El Banco de España ha revistado al alza las previsiones del crecimiento de la economía española para este 2026, en el marco de la revisión de sus proyecciones, realizada este viernes. El organismo liderado por José Luis Escrivá espera que el país avance a un ritmo del 2,3% este año, una décima por encima de lo señalado con anterioridad, y 1,7% para el siguiente, dos décimas menos. Si bien las cifras están sujetas a una incertidumbre “especialmente elevada” por la coyuntura internacional, el futuro coincide con lo desprendido por otras instituciones hace escasas horas.

El propio organismo hace alusión a esta situación, apuntando a que la actividad económica ha registrado un dinamismo elevado y superior a lo previsto, lo que se traduciría una revisión al alza mayor en el crecimiento del Producto Interior Bruto (PIB) en 2026 en un escenario previo al estallido del conflicto bélico. Concretamente, la evolución se revisaría al alza hasta el 2,4% en 2026, frente al 2,2% contemplado en el ejercicio de proyecciones de diciembre, pero el impacto del conflicto en Oriente Próximo ha llevado al organismo a dejar la tasa de crecimiento en el 2,3%.

La semana económica de España ha estado marcada por las buenas noticias en el plano del crecimiento, pero lastrada por los efectos del ataque ilegal lanzado por Estados Unidos e Israel contra Irán en la inflación y la microeconomía de las familias. Este jueves, el Instituto Nacional de Estadística (INE) confirmaba que el PIB del país había vuelto a crecer en 2025 (2,8%) el doble que la media de la zona euro, permitiendo empezar el 2026 con un 1,1% de partida.

A la par, la Organización para la Cooperación y el Desarrollo Económico (OCDE) presentaba sus previsiones actualizadas, certificando que España seguirá creciendo muy por encima de las principales potencias europeas y que será la que mejor soporte, en términos de PIB, el efecto del conflicto en Oriente Medio, rebajando la estimación para este curso tan solo una décima, del 2,2% al 2,1%. Sin embargo, alertaba, igual que ha hecho este viernes el Banco de España, con el peligro de la coyuntura internacional para la inflación.

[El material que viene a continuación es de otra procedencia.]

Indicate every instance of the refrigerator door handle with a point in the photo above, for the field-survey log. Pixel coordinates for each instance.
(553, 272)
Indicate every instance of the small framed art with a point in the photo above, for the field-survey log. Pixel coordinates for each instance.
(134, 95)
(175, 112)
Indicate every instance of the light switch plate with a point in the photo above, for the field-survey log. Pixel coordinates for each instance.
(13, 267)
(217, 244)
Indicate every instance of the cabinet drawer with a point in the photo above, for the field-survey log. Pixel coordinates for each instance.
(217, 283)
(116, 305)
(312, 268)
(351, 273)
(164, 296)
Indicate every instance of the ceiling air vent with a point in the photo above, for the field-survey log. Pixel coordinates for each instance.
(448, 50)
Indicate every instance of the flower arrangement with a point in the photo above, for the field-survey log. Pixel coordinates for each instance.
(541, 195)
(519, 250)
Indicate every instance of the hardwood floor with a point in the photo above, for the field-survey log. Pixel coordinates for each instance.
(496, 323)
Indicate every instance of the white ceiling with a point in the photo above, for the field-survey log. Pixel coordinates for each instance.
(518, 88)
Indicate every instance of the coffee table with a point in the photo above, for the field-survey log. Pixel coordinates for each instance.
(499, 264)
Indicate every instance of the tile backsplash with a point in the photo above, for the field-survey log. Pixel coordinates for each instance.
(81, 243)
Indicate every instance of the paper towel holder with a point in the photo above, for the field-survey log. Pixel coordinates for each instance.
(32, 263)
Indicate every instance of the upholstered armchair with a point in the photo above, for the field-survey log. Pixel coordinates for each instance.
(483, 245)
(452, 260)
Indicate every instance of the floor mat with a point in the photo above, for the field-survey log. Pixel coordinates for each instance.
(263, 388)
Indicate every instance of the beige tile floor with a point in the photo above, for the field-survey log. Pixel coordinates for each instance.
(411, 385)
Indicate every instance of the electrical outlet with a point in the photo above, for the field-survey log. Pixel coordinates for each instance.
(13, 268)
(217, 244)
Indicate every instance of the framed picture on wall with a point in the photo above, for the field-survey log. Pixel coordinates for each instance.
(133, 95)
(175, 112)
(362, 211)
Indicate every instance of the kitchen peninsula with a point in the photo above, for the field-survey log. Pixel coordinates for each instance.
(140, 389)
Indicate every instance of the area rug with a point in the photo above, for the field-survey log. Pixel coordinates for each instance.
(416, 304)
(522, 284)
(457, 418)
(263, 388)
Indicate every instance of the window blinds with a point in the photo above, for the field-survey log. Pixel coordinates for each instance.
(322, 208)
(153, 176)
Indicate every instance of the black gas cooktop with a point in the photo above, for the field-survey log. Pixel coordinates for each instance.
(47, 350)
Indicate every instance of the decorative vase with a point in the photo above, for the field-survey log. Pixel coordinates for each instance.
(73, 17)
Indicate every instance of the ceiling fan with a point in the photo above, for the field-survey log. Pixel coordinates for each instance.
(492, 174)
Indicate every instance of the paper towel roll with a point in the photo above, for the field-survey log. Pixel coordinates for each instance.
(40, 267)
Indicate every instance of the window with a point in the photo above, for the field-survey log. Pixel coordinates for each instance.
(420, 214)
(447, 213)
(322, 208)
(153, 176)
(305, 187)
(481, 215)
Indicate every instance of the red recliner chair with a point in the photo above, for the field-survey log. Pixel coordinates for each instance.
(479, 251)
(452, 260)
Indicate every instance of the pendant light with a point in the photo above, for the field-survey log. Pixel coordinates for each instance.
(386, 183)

La inflación, principal amenaza económica

El INE ha certificado el efecto de la guerra en la inflación este viernes, con la publicación del Índice de Precios de Consumo (IPC) relativo al tercer mes del año. El dato del 3,3%, que deberá ser confirmado el próximo 14 de abril, no es excesivamente alto en apariencia, pero el cambio de tendencia con el salto de un 1% de golpe es preocupante. “Se explica principalmente por el encarecimiento de los carburantes, efecto directo del conflicto en Oriente Medio”, exponen desde el Ministerio de Economía, Comercio y Empresa, algo que la ciudadanía ya había visto en las gasolineras.

La OCDE había advertido de que los efectos de la guerra afectarían directamente al conjunto de países. En el caso de España, el think tank de las economías avanzadas espera que la inflación para este 2026 será del 3% este año y de 2,2% el siguiente, siete décimas por encima del 2,3% pronosticado para este año y cuatro por encima del 1,8% que se estimaba para 2027 en las anteriores previsiones. El Banco de España ha coincidido en la misma dirección.

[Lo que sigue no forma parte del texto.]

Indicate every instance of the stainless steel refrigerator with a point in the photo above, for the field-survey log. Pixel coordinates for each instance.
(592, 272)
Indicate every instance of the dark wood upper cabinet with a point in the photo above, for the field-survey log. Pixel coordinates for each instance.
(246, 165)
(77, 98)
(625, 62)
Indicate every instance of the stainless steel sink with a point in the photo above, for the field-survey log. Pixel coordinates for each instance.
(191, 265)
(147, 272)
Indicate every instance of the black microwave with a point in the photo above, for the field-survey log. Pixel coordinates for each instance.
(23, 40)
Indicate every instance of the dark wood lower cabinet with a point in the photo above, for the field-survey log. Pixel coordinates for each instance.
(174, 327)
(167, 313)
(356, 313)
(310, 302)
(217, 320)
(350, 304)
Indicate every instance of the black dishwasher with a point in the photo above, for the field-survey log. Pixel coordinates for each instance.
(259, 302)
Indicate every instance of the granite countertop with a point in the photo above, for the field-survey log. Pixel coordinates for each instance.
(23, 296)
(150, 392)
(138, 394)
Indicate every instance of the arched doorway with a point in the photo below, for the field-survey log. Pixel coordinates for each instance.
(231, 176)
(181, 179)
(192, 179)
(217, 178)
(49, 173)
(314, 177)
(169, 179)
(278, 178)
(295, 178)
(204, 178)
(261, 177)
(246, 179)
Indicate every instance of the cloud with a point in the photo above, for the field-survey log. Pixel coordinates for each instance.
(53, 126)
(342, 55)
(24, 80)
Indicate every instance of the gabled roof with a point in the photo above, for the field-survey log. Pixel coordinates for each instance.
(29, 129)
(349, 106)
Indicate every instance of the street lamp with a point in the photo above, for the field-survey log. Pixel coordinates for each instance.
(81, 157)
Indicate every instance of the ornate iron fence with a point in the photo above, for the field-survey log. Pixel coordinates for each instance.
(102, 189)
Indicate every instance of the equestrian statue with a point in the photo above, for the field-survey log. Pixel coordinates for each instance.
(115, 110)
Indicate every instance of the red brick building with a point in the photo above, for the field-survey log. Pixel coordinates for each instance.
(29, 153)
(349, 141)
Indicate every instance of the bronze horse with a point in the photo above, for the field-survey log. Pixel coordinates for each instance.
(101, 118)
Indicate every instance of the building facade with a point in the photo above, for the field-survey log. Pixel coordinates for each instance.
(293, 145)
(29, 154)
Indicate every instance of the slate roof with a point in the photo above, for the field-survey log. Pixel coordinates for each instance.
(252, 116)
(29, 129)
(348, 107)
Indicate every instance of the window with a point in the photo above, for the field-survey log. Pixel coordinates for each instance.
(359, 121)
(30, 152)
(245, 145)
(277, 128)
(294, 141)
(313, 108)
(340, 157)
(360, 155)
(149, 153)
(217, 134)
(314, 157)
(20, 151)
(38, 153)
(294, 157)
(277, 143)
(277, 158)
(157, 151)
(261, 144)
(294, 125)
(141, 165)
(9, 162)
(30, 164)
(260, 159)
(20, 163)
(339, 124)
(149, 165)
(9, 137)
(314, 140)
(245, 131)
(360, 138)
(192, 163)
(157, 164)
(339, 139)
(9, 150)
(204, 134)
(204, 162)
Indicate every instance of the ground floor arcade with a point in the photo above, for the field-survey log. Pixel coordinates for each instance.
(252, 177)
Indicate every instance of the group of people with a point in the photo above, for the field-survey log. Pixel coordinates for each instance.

El organismo de Escrivá coincide y  sitúa la inflación para este año en el 3%, nueve décimas más respecto a las proyecciones de diciembre, y en el 2,5% para el siguiente. Este mayor crecimiento refleja, fundamentalmente, la trayectoria reciente de la inflación, junto con el incremento de los precios energéticos a escala global, efectos que se verían compensados, en cinco décimas, por la reducción de la fiscalidad energética ya convalidada en el Congreso. Es decir, sin el plan de contención aprobado, los precios subirían hasta medio punto más.

Además, el Banco de España ha advertido de que el shock energético elevará la tasa de inflación en la segunda mitad de este año, una vez que se revierta la reducción de la fiscalidad energética contemplada en el plan del Gobierno, de modo que el ritmo de crecimiento de los precios llegaría a alcanzar en torno al 3,3% al final de 2026.

El próximo año, las tasas general y subyacente se situarían en el 2,5% y el 2,7%, respectivamente, seis décimas por encima de lo previsto hace tres meses, como consecuencia de la evolución de los precios de las materias primas energéticas, la eliminación de las ayudas al transporte público a comienzos del año y el aumento previsto de la fiscalidad energética.